The ever-growing cyber-attack vectors on the critical infrastructure demands that operation technology infrastructure providers design and build cyber-attack resilient systems. This calls for a need that the cyber security aspect of the overall system is considered from the design phase of the various components of the overall system. In this paper, a generic software architecture, and the security design aspects of an Industrial IoT Edge gateway (Also known as Edge) are discussed.

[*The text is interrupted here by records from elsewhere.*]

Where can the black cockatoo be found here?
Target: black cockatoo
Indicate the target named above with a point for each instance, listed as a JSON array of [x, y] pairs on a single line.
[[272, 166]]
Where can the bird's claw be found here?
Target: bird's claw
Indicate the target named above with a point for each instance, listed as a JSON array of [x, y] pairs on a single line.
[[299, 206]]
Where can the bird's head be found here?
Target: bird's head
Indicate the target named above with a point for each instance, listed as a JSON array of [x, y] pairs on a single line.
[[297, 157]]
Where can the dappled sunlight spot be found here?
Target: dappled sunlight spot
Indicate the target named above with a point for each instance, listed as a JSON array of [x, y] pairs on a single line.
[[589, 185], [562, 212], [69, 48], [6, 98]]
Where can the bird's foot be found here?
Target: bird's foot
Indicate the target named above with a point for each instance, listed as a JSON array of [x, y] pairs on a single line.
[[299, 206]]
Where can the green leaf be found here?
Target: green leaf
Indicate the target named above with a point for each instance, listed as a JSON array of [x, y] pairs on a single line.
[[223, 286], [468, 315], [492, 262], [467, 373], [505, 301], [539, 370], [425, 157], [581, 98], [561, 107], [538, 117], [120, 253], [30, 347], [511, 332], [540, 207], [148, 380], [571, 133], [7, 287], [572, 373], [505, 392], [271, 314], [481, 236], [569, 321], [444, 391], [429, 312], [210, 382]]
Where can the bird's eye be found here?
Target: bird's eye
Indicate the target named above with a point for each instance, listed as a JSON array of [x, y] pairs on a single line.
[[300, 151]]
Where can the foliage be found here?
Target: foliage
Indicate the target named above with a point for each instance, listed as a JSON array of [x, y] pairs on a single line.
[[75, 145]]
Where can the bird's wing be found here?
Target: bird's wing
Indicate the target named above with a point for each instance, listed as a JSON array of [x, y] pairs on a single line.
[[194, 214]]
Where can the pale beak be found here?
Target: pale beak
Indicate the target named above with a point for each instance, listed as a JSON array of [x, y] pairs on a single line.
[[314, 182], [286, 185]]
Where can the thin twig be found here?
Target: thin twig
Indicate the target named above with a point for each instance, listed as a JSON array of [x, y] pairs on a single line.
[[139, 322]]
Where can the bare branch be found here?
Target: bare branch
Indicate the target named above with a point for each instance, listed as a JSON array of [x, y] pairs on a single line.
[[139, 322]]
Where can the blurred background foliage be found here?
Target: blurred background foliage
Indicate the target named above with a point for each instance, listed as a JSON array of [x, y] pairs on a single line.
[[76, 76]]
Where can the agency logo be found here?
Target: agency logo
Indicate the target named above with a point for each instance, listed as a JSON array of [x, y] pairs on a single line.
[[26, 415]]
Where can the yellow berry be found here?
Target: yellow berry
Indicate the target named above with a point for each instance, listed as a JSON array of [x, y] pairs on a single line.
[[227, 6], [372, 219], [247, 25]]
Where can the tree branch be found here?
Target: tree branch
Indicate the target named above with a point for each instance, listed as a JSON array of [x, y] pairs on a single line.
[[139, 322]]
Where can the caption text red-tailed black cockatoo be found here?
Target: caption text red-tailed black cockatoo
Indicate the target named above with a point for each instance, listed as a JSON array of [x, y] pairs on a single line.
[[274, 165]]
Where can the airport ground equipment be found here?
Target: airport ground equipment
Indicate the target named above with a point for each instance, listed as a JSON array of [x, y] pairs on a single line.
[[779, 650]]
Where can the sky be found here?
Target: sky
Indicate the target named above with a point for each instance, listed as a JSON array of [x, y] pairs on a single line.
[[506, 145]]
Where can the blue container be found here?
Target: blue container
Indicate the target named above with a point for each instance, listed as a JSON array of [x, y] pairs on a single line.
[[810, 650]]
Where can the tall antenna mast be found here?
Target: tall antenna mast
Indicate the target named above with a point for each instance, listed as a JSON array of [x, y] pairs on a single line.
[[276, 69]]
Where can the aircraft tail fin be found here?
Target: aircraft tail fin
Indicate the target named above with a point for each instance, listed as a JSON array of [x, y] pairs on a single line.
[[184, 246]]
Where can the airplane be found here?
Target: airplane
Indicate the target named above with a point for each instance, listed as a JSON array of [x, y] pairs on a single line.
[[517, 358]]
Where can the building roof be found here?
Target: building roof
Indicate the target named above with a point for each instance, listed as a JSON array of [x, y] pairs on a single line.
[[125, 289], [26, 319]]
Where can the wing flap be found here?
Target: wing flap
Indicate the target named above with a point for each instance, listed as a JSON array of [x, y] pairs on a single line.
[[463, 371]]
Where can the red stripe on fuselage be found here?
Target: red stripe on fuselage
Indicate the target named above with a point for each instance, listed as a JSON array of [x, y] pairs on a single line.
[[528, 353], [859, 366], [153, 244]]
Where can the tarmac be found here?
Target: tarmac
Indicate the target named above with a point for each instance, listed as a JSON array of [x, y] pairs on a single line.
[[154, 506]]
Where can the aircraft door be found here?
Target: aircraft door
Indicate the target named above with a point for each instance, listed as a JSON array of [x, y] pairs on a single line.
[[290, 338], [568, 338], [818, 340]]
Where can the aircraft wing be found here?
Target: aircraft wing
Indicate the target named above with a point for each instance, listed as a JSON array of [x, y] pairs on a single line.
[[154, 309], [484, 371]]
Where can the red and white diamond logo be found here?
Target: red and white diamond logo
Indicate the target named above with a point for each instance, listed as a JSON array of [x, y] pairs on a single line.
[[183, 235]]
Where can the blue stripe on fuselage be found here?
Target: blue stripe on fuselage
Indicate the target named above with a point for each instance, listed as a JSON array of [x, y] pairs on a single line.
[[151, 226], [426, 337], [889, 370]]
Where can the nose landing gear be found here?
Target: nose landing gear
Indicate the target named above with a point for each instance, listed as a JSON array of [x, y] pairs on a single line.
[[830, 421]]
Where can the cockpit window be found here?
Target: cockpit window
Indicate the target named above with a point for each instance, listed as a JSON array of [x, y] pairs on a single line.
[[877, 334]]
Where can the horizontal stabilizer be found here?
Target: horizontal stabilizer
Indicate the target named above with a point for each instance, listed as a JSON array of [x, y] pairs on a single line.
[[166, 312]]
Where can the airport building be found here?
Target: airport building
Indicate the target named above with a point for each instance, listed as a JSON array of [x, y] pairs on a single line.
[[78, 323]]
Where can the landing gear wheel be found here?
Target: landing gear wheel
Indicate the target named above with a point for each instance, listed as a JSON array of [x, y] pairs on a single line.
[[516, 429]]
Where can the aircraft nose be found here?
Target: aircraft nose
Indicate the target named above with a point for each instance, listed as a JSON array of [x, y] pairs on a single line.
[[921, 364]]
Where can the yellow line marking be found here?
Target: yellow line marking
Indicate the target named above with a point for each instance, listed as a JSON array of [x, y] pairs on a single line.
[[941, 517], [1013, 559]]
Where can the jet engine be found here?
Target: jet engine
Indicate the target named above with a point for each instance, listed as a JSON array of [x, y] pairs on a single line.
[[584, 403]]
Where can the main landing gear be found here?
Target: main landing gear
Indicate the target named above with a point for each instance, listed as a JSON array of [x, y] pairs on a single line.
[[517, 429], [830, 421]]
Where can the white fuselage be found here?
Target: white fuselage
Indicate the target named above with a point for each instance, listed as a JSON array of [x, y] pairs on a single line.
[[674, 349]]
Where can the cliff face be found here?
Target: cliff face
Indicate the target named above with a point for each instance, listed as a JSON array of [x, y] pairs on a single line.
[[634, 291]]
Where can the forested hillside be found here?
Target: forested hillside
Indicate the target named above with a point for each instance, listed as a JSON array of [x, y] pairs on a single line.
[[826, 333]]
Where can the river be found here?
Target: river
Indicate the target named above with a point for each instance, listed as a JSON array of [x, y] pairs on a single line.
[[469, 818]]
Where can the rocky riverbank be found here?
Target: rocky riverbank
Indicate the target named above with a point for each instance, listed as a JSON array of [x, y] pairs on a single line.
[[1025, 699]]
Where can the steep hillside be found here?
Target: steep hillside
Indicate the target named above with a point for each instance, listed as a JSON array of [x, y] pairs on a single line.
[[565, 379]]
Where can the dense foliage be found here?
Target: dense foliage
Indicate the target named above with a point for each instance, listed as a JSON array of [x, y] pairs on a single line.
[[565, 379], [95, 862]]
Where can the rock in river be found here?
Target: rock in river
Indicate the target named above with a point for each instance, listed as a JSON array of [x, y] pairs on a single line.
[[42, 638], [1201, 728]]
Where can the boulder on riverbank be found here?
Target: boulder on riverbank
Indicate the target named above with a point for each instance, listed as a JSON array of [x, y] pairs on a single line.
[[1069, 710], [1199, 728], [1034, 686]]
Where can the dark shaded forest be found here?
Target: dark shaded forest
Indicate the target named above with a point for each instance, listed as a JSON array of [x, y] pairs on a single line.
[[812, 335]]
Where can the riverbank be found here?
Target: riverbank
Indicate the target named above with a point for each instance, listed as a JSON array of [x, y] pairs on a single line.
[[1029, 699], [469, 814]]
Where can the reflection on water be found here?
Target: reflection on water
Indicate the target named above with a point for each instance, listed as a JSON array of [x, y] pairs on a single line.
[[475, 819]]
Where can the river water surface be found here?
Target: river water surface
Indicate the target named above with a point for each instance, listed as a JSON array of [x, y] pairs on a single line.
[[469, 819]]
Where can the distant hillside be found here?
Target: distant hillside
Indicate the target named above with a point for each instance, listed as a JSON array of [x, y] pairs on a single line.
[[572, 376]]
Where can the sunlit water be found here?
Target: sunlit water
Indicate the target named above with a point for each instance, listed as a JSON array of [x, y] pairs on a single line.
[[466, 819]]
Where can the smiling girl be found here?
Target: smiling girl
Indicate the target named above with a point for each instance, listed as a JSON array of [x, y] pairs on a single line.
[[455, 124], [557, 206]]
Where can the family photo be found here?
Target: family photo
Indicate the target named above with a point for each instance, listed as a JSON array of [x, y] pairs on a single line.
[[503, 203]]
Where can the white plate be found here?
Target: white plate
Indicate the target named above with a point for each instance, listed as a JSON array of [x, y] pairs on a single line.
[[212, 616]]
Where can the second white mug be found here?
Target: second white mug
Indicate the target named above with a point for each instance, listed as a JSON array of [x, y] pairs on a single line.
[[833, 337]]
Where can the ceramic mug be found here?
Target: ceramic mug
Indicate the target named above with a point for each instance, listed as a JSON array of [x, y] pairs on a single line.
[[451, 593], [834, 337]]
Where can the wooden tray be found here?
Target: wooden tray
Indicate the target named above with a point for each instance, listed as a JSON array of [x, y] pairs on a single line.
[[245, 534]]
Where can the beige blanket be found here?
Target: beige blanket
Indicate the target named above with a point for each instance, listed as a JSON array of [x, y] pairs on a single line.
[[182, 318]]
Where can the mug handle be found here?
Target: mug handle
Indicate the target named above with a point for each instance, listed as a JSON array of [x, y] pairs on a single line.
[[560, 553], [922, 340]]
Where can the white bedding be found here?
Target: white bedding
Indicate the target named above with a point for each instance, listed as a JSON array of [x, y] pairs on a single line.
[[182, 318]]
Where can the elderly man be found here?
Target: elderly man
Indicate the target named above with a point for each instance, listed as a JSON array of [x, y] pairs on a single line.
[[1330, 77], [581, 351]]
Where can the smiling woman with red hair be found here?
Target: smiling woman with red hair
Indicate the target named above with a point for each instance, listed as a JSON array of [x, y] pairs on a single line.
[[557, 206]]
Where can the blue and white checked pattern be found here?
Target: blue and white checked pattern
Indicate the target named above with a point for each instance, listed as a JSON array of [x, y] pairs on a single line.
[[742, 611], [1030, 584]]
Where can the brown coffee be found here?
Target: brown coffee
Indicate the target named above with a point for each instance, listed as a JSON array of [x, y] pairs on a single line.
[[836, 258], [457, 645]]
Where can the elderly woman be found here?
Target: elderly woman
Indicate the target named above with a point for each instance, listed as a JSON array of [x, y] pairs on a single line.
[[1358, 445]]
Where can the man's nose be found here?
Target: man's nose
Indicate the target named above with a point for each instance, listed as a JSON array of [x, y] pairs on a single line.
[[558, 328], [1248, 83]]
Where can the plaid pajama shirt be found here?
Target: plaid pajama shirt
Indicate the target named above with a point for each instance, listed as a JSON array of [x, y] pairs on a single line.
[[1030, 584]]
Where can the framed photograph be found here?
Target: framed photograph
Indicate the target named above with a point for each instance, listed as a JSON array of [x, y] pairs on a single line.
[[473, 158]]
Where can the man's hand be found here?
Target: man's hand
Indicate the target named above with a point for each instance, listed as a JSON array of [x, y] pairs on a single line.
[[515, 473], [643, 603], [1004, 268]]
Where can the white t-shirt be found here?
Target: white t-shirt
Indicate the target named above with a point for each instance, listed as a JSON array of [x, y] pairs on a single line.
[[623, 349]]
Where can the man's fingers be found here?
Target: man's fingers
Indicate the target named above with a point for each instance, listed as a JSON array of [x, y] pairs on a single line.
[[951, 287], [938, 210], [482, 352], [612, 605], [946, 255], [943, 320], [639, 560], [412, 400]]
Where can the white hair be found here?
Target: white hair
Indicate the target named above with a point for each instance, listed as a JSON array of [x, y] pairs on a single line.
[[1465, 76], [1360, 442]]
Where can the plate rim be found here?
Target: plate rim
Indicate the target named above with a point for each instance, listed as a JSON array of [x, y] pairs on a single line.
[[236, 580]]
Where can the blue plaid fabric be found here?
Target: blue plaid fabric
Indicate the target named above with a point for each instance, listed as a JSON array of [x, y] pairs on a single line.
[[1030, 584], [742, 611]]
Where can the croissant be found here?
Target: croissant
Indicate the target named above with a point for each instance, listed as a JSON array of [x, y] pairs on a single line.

This design aspects supports the critical infrastructure system asset owners and vendors to adhere to the Confidentiality, Integrity, and Availability (CIA) principles of the security. The manuscript focuses on the threat model following the STRIDE analysis, provides the potential attack surface analysis, and the corresponding threat mitigation techniques for the Edge device. The paper highlights various aspects of security footprint and security controls such as secure boot, secure communication, and secure patch update for the Edge gateway. The security concerns, risks and the mitigation solutions proposed can serve as a guide for various operation technology device manufacturers and vendors while building or integrating an Edge device that connects the operation technology industrial devices to the internet facing cloud-based data storage solutions or on-premises data storages. Such an Edge device serves as a key communication device (and a potential cyber-attack surface) that has a wide variety of applications such as a simple smart meter with limited functionality to a more complex Edge gateway that transmits large volume of telemetry data to the Cloud data stores. The ideas presented are not just limited to smart device ecosystems but also to similar devices in substation automation, distributed automation, and process automation products that act as a bridge between Operation Technology (OT) networks and Internet facing (IT network: Enterprise and Cloud) solutions. Identifying the potential cyber-threats and the attack surface and securing the device by design will save the various partners in the critical infrastructure industry in terms of the operational costs, reputation, and potential human loss.